String manipulation in Erlang. (Learning Erlang 9)
Published on Nov 23, 2012Other articles in the Learning Erlang series.
- Learning Erlang.
- Heads and tails, working with lists. (Learning Erlang 2)
- Variables, comparisons and dynamic typing. (Learning Erlang 3)
- Modules and functions, Erlang building blocks (Learning Erlang 4).
- Module attributes and compilation (Learning Erlang 5).
- Playing with recursion, (Learning Erlang 6).
- Playing with the file module (part 1). (Learning Erlang 7)
- The file module (part 2). (Learning Erlang 8)
- Records. (Learning Erlang 10)
- Functional arrays. (Learning Erlang 11)
Yesterday I was asked how you do string manipulation in Erlang, since they are treated internally as a list of numbers that represent characters.
I suspected that there should be such a think as a string module but I didn’t really know so I say as much.
After coming back home I decided to open the Erlang docs and sure enough, there is a string module.
Let’s take a look.
Note of caution. These are my notes while learning Erlang. You are welcome to follow along and use them as a guide. Please make sure to check the Erlang language site
Some basic operations.
1> Str = "this is a string".
"this is a string"
2> string:len(Str).
16
3> length(Str).
16
We can easily check for the string length using the len/1 function.
Notice that we can also use length on Str since it’s actually a list.
We can also check for the number of words using words/1 that uses a space as the word separator or words/2 that takes a character as the word separator.
1> string:words("this is a string").
4
2> string:words("this is a string", $a).
2
Building strings.
We can create new strings using a number of functions.

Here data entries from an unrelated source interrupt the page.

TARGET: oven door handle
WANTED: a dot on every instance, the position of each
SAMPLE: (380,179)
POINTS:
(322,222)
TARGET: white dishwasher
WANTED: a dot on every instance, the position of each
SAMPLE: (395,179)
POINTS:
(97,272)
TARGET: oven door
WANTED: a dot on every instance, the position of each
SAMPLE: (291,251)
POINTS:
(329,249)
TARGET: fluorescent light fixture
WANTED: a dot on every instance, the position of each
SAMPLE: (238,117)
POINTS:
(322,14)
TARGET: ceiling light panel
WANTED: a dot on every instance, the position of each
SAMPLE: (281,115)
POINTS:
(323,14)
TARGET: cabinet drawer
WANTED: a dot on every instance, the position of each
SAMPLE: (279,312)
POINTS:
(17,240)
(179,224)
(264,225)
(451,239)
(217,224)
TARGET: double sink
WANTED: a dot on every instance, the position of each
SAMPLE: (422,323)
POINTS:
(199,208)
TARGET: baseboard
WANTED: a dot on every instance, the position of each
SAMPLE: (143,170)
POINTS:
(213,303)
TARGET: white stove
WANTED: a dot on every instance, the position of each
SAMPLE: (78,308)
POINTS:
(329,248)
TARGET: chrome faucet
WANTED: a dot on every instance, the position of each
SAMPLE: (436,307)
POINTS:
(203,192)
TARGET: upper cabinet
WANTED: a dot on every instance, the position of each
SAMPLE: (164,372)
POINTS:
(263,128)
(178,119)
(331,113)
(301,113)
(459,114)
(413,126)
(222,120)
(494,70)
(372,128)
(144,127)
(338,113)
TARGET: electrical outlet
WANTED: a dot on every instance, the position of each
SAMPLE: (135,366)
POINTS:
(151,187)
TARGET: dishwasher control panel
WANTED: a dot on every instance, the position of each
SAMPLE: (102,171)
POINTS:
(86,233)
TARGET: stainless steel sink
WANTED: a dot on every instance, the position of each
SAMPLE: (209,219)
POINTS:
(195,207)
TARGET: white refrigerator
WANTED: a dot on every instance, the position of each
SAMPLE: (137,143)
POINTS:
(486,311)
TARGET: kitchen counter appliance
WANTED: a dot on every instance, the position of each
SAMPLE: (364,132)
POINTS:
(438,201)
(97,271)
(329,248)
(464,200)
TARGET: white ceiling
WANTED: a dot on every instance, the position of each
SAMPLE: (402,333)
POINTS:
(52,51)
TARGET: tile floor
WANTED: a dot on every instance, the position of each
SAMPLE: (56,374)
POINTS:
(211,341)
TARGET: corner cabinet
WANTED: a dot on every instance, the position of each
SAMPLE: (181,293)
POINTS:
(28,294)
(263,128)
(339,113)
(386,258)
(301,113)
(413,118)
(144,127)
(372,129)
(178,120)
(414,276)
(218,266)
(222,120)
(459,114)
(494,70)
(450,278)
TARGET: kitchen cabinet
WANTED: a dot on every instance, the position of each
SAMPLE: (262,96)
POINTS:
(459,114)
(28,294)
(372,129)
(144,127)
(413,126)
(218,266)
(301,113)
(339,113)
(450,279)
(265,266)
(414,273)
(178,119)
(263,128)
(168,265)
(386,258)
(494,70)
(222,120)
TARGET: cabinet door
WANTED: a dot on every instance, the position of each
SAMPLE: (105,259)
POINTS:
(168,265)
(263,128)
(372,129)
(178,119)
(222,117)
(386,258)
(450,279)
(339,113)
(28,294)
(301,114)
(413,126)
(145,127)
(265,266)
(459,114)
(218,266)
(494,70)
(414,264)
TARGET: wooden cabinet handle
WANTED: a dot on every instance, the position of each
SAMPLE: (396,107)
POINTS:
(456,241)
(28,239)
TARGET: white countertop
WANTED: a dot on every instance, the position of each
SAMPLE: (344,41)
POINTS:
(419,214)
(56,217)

join/2 takes a list of tokens and a string as a separator and “stitch” them together.
1> string:join(["this", "is", "a", "string"], " ").
"this is a string"
concat/2 join two strings together.
1> string:concat("this is a string", ", and now is longer.").

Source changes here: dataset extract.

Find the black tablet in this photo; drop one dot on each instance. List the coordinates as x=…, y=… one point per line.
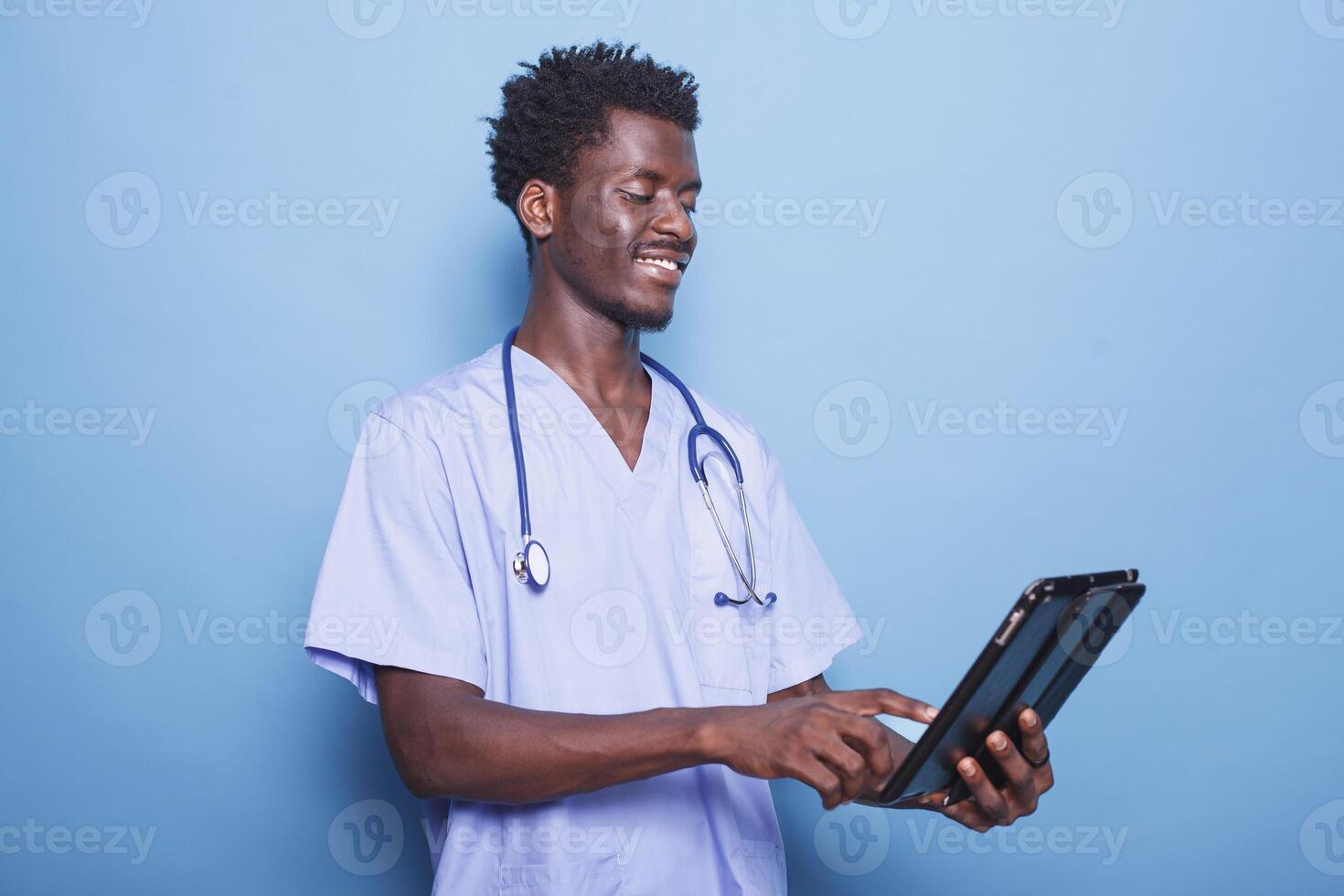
x=1041, y=649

"this is a string, and now is longer"
We can copy a string a given number of times with copies/2.
1> string:concat("de",string:copies("do", 3)).
"dedododo"
We can use chars/3 to build a string using the same character multiple times.

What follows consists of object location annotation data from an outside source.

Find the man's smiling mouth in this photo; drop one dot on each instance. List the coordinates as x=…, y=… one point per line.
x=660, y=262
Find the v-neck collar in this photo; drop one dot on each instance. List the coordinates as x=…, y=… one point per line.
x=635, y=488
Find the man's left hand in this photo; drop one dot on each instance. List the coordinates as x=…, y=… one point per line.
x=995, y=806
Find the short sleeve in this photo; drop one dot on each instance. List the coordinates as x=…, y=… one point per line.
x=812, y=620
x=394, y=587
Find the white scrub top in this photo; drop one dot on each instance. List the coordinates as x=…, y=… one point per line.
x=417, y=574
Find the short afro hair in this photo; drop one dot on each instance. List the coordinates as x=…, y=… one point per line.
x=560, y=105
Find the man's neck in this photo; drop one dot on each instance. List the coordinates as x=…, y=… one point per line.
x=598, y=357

1> string:concat("this is g", string:chars($r, 10, "eat")).
"this is grrrrrrrrrreat"
There is another variation without the tail.
1> string:chars($+, 20).
"++++++++++++++++++++"
You can use a number of functions to pad a string with either spaces or some character.
1> Msg = "To be continued".
2> string:left(Msg, string:len(Msg)+3, $.).
"To be continued..."
3> string:left(Msg, string:len(Msg)+3).
"To be continued "
4> string:centre(Msg, string:len(Msg)+3, $.).
".To be continued.."
5> string:centre(Msg, string:len(Msg)+4, $.).
"..To be continued.."
6> string:right(Msg, string:len(Msg)+3, $.).
"...To be continued"
Splitting and slicing.
We can easily split a string into a list of tokens using the tokens/2 function.
1> Tokens = string:tokens("this is a string", " ").
["this","is","a","string"]
Notice that token/2 will return a list of tokens without the separator.
1> string:tokens("this is a string", "i").
["th","s ","s a str","ng"]
You can get parts of a string using the familiar substr and sub_string functions.
1> string:substr("abcdefghijklm", 5).
"efghijklm"
2> string:substr("abcdefghijklm", 5, 3).
"efg"
3> string:sub_string("abcdefghijklm", 5).
"efghijklm"
4> string:sub_string("abcdefghijklm", 5, 8).
"efgh"
Both substr/2 and sub_string/2 are equivalent but substr/3 takes the start and length while sub_string/3 takes the start and ending index instead.
You can find a given word in a string by index with sub_word/2.
1> string:sub_string("this is a string of characters", 4).
"string"
Sometimes a string is not a human language and we want to use a different character as the word separator using sub_word/3.
1> string:sub_word("this is a string of characters", 4, $i).
"ng of characters"
Finding and comparing strings.
String equality is easy, just call equal/2.
1> string:equal("equality", "equality").
true
2> A = "equality".
3> B = "equality".
4> string:equal(A, B).
true
In most cases you may want to normalize the strings before comparing them.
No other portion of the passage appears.